Our findings defining the phylogenetic relationship between metazoan DPF/PHF10, fungal Swp82/Rsc7, and plant TPF proteins highlight the value of accessing multiple transcriptomes in the different phylogenetic lineages. While various fungi have bona fide SMARCG subunits, orthologs in S. cerevisiae and the remainder of the Dikarya lineage maintain the characteristic CRC domain but not the tandem PHD fingers, which may have mistakenly led to the conclusion that fungi do not contain SMARCG subunits.
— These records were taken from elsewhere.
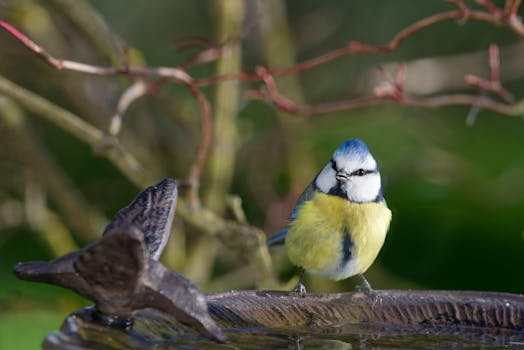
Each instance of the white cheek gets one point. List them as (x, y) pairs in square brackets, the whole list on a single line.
[(363, 188), (326, 179)]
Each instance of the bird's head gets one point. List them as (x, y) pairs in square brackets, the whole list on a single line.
[(351, 173)]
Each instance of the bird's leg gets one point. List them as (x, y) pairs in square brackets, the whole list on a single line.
[(365, 287), (300, 288)]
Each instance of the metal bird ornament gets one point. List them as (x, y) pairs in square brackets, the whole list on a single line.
[(120, 271)]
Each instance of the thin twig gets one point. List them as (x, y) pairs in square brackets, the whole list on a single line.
[(288, 106), (133, 92), (205, 145)]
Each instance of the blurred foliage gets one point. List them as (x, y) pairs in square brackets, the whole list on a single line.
[(456, 192)]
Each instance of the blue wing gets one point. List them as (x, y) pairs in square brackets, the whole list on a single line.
[(280, 236)]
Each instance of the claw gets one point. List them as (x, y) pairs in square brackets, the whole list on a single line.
[(300, 288)]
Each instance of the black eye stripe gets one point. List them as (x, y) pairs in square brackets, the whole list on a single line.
[(362, 172), (334, 165)]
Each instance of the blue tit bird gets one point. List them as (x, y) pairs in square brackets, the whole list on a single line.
[(340, 221)]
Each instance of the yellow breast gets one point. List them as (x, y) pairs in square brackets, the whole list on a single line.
[(315, 238)]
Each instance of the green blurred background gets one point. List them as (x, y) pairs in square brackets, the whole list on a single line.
[(456, 191)]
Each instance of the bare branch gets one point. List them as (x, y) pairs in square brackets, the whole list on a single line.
[(133, 92), (205, 145)]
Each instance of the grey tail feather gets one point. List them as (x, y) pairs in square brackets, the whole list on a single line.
[(277, 238)]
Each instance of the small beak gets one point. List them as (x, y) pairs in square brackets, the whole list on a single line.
[(341, 175)]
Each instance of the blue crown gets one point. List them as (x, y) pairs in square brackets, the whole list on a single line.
[(352, 148)]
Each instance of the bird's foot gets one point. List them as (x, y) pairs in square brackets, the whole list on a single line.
[(124, 324), (300, 289), (365, 287)]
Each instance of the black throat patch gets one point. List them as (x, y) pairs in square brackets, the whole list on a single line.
[(347, 245)]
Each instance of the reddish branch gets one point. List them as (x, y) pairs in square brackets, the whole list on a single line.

Interestingly, structural analyses have shown that DPF2 and Rsc7 occupy similar positions in their respective complexes41,42,45. On the other hand, the plant SMARCG subunit (TPF) has incorporated a Tudor-like domain, which could be involved in the recognition of methylated histones35, similar to the described function of PHD domains.
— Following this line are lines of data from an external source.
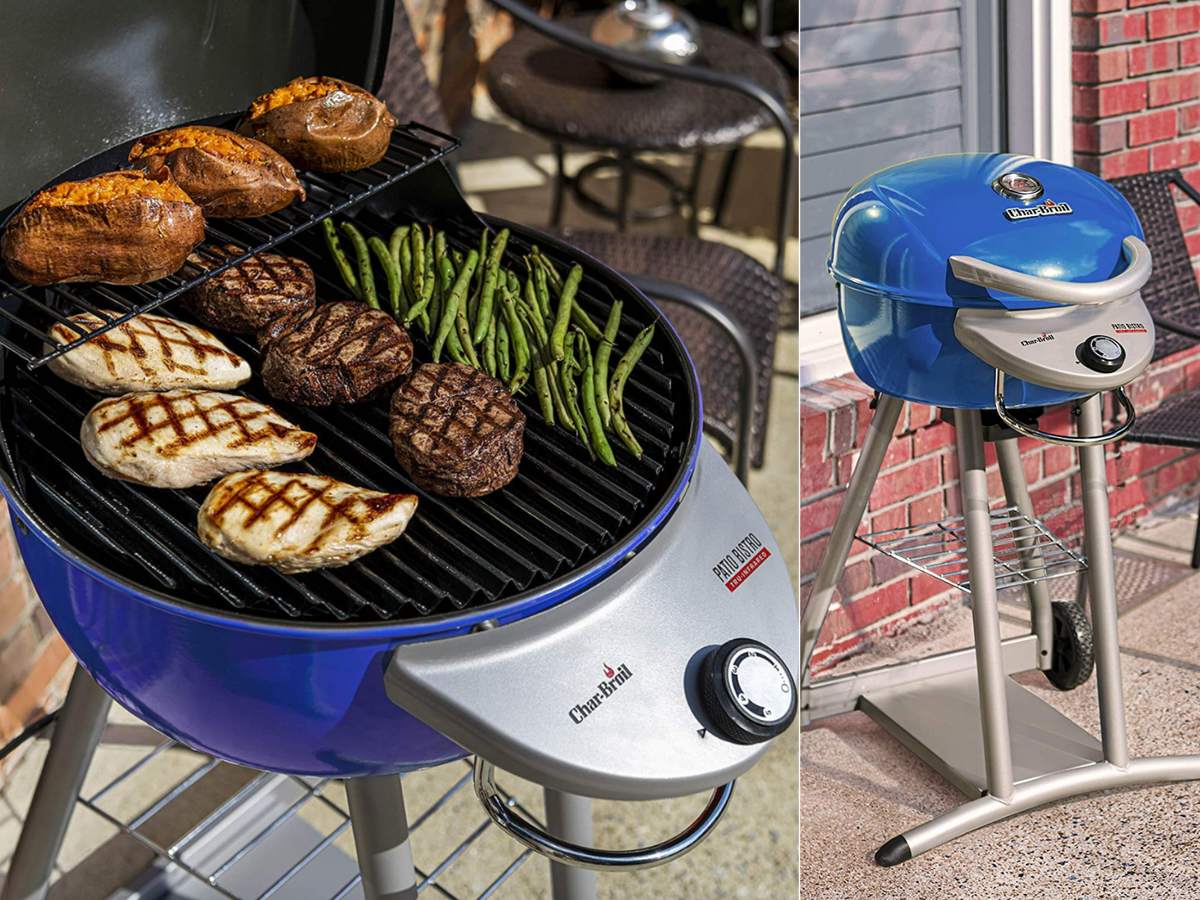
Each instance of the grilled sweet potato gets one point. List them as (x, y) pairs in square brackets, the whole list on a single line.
[(228, 174), (322, 124), (121, 228)]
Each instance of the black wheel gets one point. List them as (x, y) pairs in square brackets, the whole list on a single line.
[(1073, 657)]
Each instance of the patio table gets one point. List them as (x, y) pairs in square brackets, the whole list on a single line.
[(574, 99)]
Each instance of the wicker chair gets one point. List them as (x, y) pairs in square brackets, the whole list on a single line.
[(1174, 301), (732, 342)]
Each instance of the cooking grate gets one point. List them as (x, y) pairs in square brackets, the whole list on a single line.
[(413, 147), (559, 514), (1024, 550)]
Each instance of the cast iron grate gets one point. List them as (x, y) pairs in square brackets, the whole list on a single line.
[(561, 513), (413, 147)]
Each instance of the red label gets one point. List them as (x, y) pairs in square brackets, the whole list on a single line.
[(747, 570)]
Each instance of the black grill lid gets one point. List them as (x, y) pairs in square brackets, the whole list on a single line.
[(78, 76)]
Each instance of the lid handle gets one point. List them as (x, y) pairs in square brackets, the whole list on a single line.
[(988, 275)]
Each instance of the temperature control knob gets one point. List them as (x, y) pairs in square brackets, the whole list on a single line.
[(748, 691), (1101, 353)]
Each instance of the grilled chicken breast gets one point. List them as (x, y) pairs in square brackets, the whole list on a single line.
[(456, 430), (245, 298), (183, 438), (337, 353), (147, 353), (299, 522)]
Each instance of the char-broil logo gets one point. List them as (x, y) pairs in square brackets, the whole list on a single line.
[(1043, 209), (741, 563), (1041, 339), (605, 689)]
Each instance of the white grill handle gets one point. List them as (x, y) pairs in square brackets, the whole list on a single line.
[(997, 277)]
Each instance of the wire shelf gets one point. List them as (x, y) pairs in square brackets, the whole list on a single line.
[(226, 849), (413, 147), (1024, 550)]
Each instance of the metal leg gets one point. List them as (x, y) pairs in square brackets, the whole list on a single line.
[(1102, 587), (624, 186), (984, 615), (559, 190), (1017, 492), (381, 838), (569, 817), (76, 735), (853, 505)]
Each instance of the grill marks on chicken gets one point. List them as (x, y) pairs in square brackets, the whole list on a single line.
[(456, 430), (145, 353), (336, 353), (247, 297), (183, 438), (299, 522)]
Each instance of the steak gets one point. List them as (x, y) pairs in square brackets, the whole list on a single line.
[(456, 430), (245, 298), (336, 353)]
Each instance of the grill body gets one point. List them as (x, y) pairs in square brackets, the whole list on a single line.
[(894, 234)]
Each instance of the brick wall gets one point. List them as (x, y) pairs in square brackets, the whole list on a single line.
[(1137, 108), (918, 484)]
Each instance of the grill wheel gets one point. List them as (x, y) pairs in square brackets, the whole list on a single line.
[(1073, 657)]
Consistent with its relationship with animal SMARCG subunits, TPF1 is also found in vivo in a plant SWI/SNF complex that specifically includes the functionally redundant CHR12 or CHR23 ATPases46, in addition to numerous functionally uncharacterized plant-specific proteins. Among these subunits, functional information only exists for SHH2, which appears to bind H3K9me2 in vitro through its SAWADEE domain37. This activity is consistent with its paralog SHH1, which contributes to the plant de novo DNA methylation pathway called RNA-directed DNA methylation (RdDM)47. While SHH1 appears to be angiosperm-specific, SHH2 orthologs are found in most streptophytes (Supplementary Fig. 6b). The failure to identify any RdDM components by SHH2 IP-MS suggests SHH2 has ancestral functions in the SWI/SNF complex and implies a neofunctionalization of SHH1 in RdDM. Furthermore, our IP-MS findings that TPF1 bait fails to identify TPF2, while SHH2 bait identified both TPF1 and TPF2, suggests that this SWI/SNF complex only utilizes one TPF protein. We extend this finding to OPF paralogs. Future functional studies will help clarify these questions.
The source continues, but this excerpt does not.